Les exemples que donne l’AMF font réfléchir, par exemple un message du président faisant état d’un résultat net ajusté en hausse de 30 %, pour atteindre 450 M$. Or, comme le mentionne l’AMF, ces calculs ont omis la dépréciation d’un écart d’acquisition. S’ils en avaient tenu compte, le président aurait plutôt déclaré une diminution de 14 % du résultat net, à 300 M$. Entre ces deux lectures de la santé financière d’une entreprise au même moment de son histoire se trouve une coquette différence de 150 M$ !
Ces écarts s’expliquent assez facilement : «Il est généralement dans l’intérêt des dirigeants d’entreprise de présenter leur situation financière sous le meilleur éclairage possible, explique Norman Raschkowan, président et gestionnaire de portefeuille chez Investissements DixCarré. Certains dirigeants sont tentés d’utiliser des mesures comptables non conformes d’une façon très audacieuse. Leur marge de manoeuvre est très grande !»

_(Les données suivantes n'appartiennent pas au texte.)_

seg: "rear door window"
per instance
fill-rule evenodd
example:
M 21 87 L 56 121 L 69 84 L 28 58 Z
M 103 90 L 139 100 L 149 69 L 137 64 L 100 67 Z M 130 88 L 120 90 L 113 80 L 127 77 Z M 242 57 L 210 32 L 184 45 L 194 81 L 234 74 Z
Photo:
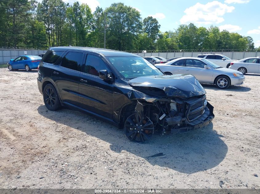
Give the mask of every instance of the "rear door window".
M 63 51 L 53 51 L 50 53 L 44 59 L 43 62 L 51 64 L 55 63 L 64 52 Z
M 171 64 L 171 65 L 174 65 L 174 66 L 184 66 L 185 62 L 185 59 L 181 59 L 180 60 L 178 60 L 178 61 L 175 61 L 174 63 L 172 63 Z
M 206 65 L 206 64 L 199 60 L 195 59 L 186 59 L 186 66 L 187 67 L 204 68 L 204 65 Z
M 82 64 L 84 55 L 84 54 L 82 52 L 69 52 L 63 57 L 61 66 L 78 71 Z

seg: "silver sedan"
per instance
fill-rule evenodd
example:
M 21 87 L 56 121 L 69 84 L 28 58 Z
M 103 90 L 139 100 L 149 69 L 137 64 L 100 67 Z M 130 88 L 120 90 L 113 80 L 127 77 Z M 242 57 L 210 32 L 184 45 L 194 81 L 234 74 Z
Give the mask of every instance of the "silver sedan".
M 183 57 L 155 66 L 167 74 L 189 74 L 201 83 L 214 84 L 221 89 L 241 85 L 245 77 L 240 72 L 220 67 L 206 59 Z
M 260 73 L 260 57 L 245 58 L 230 63 L 230 69 L 239 71 L 243 74 L 247 73 Z

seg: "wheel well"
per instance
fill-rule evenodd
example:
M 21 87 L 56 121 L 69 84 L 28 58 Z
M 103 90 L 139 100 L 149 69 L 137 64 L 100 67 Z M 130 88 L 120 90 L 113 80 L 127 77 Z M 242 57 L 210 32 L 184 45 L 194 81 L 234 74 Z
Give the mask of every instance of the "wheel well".
M 214 80 L 214 84 L 216 84 L 216 81 L 217 80 L 217 79 L 218 78 L 221 76 L 225 76 L 226 77 L 227 77 L 228 78 L 228 79 L 229 80 L 230 82 L 230 85 L 231 85 L 231 80 L 230 79 L 230 78 L 228 77 L 227 75 L 219 75 L 217 77 L 216 77 L 216 78 L 215 78 L 215 80 Z
M 238 69 L 238 70 L 239 69 L 240 69 L 240 68 L 244 68 L 246 70 L 246 73 L 247 73 L 247 70 L 246 69 L 246 67 L 239 67 L 239 68 Z
M 136 102 L 128 103 L 121 108 L 120 112 L 119 118 L 119 128 L 122 129 L 124 127 L 125 121 L 128 116 L 134 113 L 134 108 L 136 105 Z
M 44 89 L 44 88 L 46 86 L 46 85 L 47 85 L 48 84 L 50 84 L 53 86 L 54 86 L 54 88 L 55 87 L 55 86 L 54 86 L 54 85 L 50 81 L 45 81 L 43 82 L 43 83 L 42 84 L 42 92 L 43 92 L 43 90 Z

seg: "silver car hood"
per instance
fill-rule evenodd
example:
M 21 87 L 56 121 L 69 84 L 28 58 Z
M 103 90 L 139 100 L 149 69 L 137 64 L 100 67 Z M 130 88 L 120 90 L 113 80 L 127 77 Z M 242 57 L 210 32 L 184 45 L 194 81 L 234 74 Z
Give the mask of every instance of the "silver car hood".
M 214 70 L 217 71 L 218 72 L 220 72 L 220 72 L 222 72 L 223 73 L 235 73 L 237 74 L 238 74 L 240 75 L 242 75 L 242 74 L 240 71 L 238 71 L 232 69 L 225 68 L 224 67 L 223 67 L 222 68 L 218 68 L 218 69 L 213 69 L 213 70 Z

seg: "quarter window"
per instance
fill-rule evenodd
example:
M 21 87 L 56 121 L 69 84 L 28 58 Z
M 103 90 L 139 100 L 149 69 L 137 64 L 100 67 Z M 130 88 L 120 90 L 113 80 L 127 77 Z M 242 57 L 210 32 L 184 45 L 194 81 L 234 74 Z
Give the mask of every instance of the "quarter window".
M 220 60 L 222 60 L 222 58 L 224 58 L 224 57 L 222 57 L 220 55 L 216 55 L 216 59 L 218 59 Z
M 246 60 L 246 63 L 257 63 L 257 59 L 250 59 Z
M 14 61 L 18 61 L 19 60 L 20 60 L 21 57 L 17 57 L 17 58 L 16 58 L 16 59 L 14 59 Z
M 206 59 L 216 59 L 216 55 L 208 55 L 207 56 L 207 57 L 206 57 Z
M 69 52 L 63 58 L 61 66 L 78 71 L 82 63 L 83 55 L 81 52 Z
M 52 52 L 44 59 L 43 62 L 51 64 L 55 63 L 63 53 L 62 51 Z
M 84 72 L 96 76 L 99 76 L 99 71 L 107 70 L 106 66 L 103 60 L 98 57 L 88 54 Z
M 184 62 L 185 60 L 184 59 L 181 59 L 180 60 L 178 60 L 177 61 L 176 61 L 174 63 L 171 64 L 171 65 L 174 65 L 174 66 L 184 66 Z
M 206 64 L 202 61 L 195 59 L 186 59 L 186 66 L 187 67 L 204 68 Z

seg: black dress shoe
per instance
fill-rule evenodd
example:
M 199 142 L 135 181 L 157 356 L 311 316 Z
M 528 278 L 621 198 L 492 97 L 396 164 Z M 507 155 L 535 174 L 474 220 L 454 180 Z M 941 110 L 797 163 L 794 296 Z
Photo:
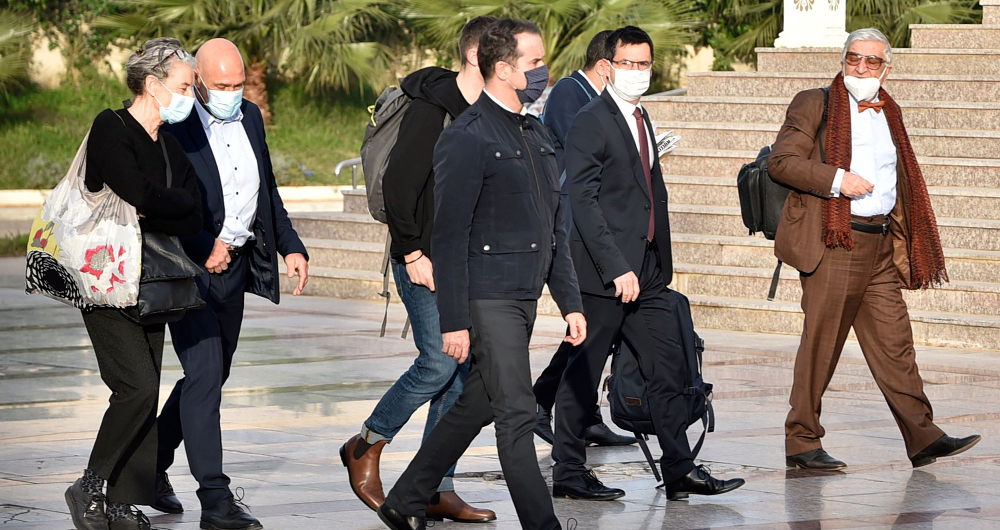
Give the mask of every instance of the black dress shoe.
M 104 515 L 104 494 L 87 493 L 76 479 L 66 490 L 66 505 L 77 530 L 108 530 L 108 518 Z
M 821 469 L 825 471 L 836 471 L 844 469 L 847 464 L 830 456 L 825 449 L 813 449 L 797 455 L 785 457 L 785 466 L 797 469 Z
M 587 427 L 583 431 L 583 440 L 587 442 L 587 445 L 600 445 L 604 447 L 632 445 L 637 442 L 635 437 L 618 434 L 603 422 Z
M 556 439 L 556 435 L 552 432 L 552 412 L 542 407 L 538 407 L 538 423 L 535 425 L 535 434 L 549 445 L 552 445 L 552 441 Z
M 609 488 L 597 478 L 593 471 L 552 483 L 552 496 L 558 499 L 578 501 L 613 501 L 625 496 L 618 488 Z
M 239 491 L 239 488 L 237 488 Z M 203 530 L 261 530 L 264 528 L 256 517 L 250 515 L 242 496 L 229 497 L 208 510 L 201 511 Z
M 375 512 L 378 518 L 392 530 L 425 530 L 426 519 L 415 515 L 403 515 L 383 502 Z
M 924 448 L 923 451 L 913 455 L 910 462 L 913 463 L 913 467 L 915 468 L 933 464 L 938 458 L 954 456 L 972 449 L 972 446 L 979 443 L 979 440 L 982 439 L 983 437 L 978 434 L 966 436 L 965 438 L 955 438 L 945 434 L 938 438 L 936 442 Z
M 174 494 L 174 487 L 170 485 L 166 473 L 156 474 L 156 496 L 149 507 L 163 513 L 184 513 L 184 506 Z
M 698 466 L 690 473 L 667 485 L 667 499 L 677 501 L 688 495 L 721 495 L 746 484 L 741 478 L 719 480 L 706 466 Z

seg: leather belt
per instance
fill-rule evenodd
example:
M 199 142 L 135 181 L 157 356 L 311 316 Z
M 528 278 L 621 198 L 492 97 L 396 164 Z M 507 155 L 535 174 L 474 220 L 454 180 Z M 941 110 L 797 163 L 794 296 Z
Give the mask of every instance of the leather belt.
M 246 252 L 248 246 L 243 245 L 242 247 L 229 246 L 226 250 L 229 251 L 229 259 L 234 260 L 243 255 Z
M 857 230 L 858 232 L 864 232 L 866 234 L 881 234 L 884 236 L 889 233 L 889 220 L 886 219 L 885 223 L 879 225 L 851 221 L 851 229 Z

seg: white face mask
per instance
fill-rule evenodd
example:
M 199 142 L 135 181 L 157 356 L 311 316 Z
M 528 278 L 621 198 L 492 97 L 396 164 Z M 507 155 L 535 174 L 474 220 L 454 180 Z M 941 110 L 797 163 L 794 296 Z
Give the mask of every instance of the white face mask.
M 882 70 L 882 75 L 878 77 L 854 77 L 844 72 L 844 87 L 858 101 L 870 101 L 878 94 L 878 89 L 882 86 L 882 78 L 889 71 L 886 67 Z
M 608 84 L 618 96 L 625 101 L 636 101 L 649 90 L 649 79 L 653 69 L 649 70 L 619 70 L 615 71 L 615 79 Z

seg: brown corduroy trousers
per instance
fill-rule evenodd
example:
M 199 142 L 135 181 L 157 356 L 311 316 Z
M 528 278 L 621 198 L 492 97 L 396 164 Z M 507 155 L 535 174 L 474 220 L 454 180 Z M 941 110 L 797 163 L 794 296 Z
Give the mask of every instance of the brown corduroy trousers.
M 884 217 L 863 221 L 877 224 L 880 219 Z M 857 230 L 851 235 L 853 250 L 828 248 L 819 267 L 801 275 L 805 325 L 795 357 L 792 409 L 785 421 L 785 454 L 822 447 L 823 392 L 853 326 L 912 457 L 944 432 L 934 425 L 917 371 L 913 330 L 892 261 L 892 238 Z

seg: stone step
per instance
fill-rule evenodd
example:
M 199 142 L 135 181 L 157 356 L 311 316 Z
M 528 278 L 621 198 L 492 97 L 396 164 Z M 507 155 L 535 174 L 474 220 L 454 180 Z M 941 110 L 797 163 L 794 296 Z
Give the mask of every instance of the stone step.
M 916 35 L 916 30 L 913 34 Z M 1000 44 L 996 41 L 992 46 L 994 49 L 955 49 L 953 46 L 892 50 L 889 82 L 902 74 L 1000 75 L 1000 49 L 997 49 Z M 843 49 L 757 48 L 756 52 L 758 72 L 822 72 L 833 79 L 840 71 Z
M 985 8 L 984 8 L 985 10 Z M 984 20 L 985 21 L 985 16 Z M 910 24 L 913 48 L 956 48 L 995 50 L 1000 45 L 1000 20 L 980 24 Z
M 364 300 L 382 300 L 382 278 L 377 272 L 310 268 L 308 295 L 333 296 Z M 291 292 L 295 280 L 281 274 L 283 292 Z M 394 293 L 393 293 L 394 294 Z M 685 293 L 687 294 L 687 293 Z M 695 326 L 699 329 L 726 329 L 759 333 L 798 335 L 802 330 L 802 312 L 798 302 L 768 302 L 690 295 Z M 395 295 L 392 301 L 398 301 Z M 558 315 L 547 293 L 538 305 L 539 314 Z M 1000 349 L 1000 318 L 954 313 L 911 311 L 913 339 L 918 346 Z
M 979 0 L 984 25 L 1000 25 L 1000 0 Z
M 689 296 L 739 296 L 766 299 L 774 267 L 721 267 L 676 264 L 674 288 Z M 783 267 L 775 300 L 798 302 L 802 286 L 798 271 Z M 965 315 L 1000 315 L 1000 283 L 952 281 L 934 289 L 904 290 L 913 311 Z
M 829 73 L 689 72 L 692 96 L 791 97 L 830 84 Z M 898 100 L 997 101 L 1000 76 L 893 75 L 886 89 Z
M 941 244 L 950 248 L 1000 251 L 1000 221 L 938 217 Z M 676 233 L 741 236 L 746 228 L 739 207 L 671 204 L 670 229 Z
M 739 206 L 736 179 L 665 175 L 671 204 Z M 944 188 L 929 186 L 934 214 L 941 217 L 1000 219 L 1000 190 L 996 188 Z
M 656 123 L 657 132 L 673 130 L 683 145 L 699 149 L 754 150 L 774 143 L 780 125 L 733 122 Z M 992 158 L 1000 157 L 1000 131 L 909 128 L 907 134 L 917 156 Z
M 774 243 L 757 235 L 712 236 L 671 234 L 674 259 L 678 263 L 700 263 L 722 267 L 774 269 Z M 952 281 L 1000 283 L 1000 252 L 944 249 Z
M 309 264 L 330 269 L 378 272 L 382 270 L 385 243 L 303 238 Z
M 681 140 L 684 145 L 684 140 Z M 761 144 L 763 146 L 764 144 Z M 661 159 L 664 174 L 736 178 L 760 149 L 731 151 L 679 147 Z M 928 186 L 1000 187 L 1000 161 L 978 158 L 917 157 Z
M 666 121 L 772 123 L 785 121 L 791 97 L 650 96 L 642 99 L 656 123 Z M 900 101 L 907 127 L 1000 130 L 1000 103 Z
M 379 223 L 368 214 L 343 212 L 297 212 L 290 213 L 295 231 L 299 237 L 310 239 L 334 239 L 341 241 L 385 242 L 386 225 Z

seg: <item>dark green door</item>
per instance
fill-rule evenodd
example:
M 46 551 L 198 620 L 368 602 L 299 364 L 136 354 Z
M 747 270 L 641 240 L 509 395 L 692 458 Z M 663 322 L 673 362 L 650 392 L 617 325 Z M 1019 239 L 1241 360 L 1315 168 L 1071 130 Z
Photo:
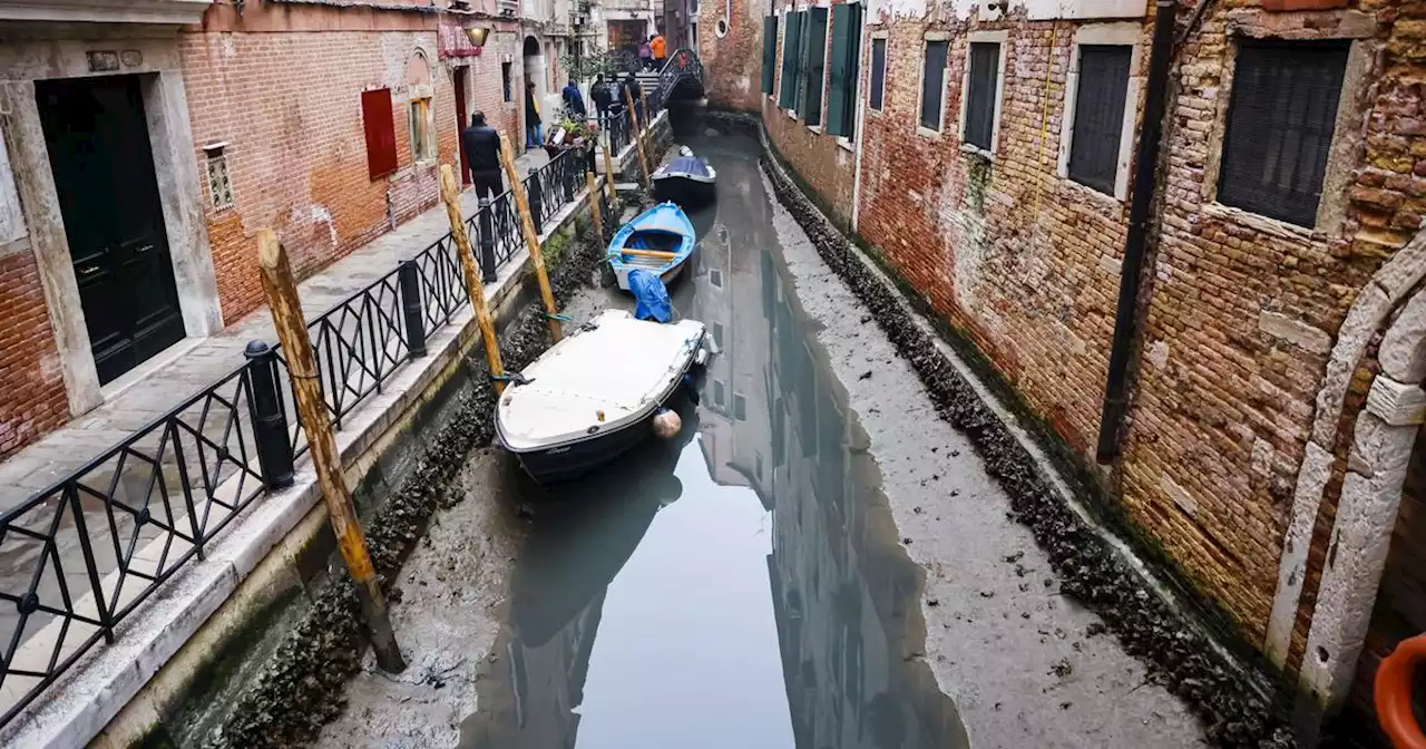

Fort d’une expérience de 30 ans comme gestionnaire de portefeuille, notamment chez Investissements Standard Life et à la Financière Mackenzie, Norman Raschkowan voit régulièrement des sociétés qui utilisent une comptabilité si créative qu’elles attirent l’attention importune des autorités de réglementation.
Le pour et le contre
Audités par des firmes comptables, les états financiers des sociétés publiques se conjuguent selon la stricte grammaire des normes IFRS (l’acronyme anglais des Normes internationales d’information financière). Quant aux états financiers des sociétés à capital fermé, ils s’écrivent selon une grammaire tout aussi rigoureuse, celle des PCGR (principes comptables généralement reconnus). De ce côté-là, les investisseurs n’ont rien à craindre.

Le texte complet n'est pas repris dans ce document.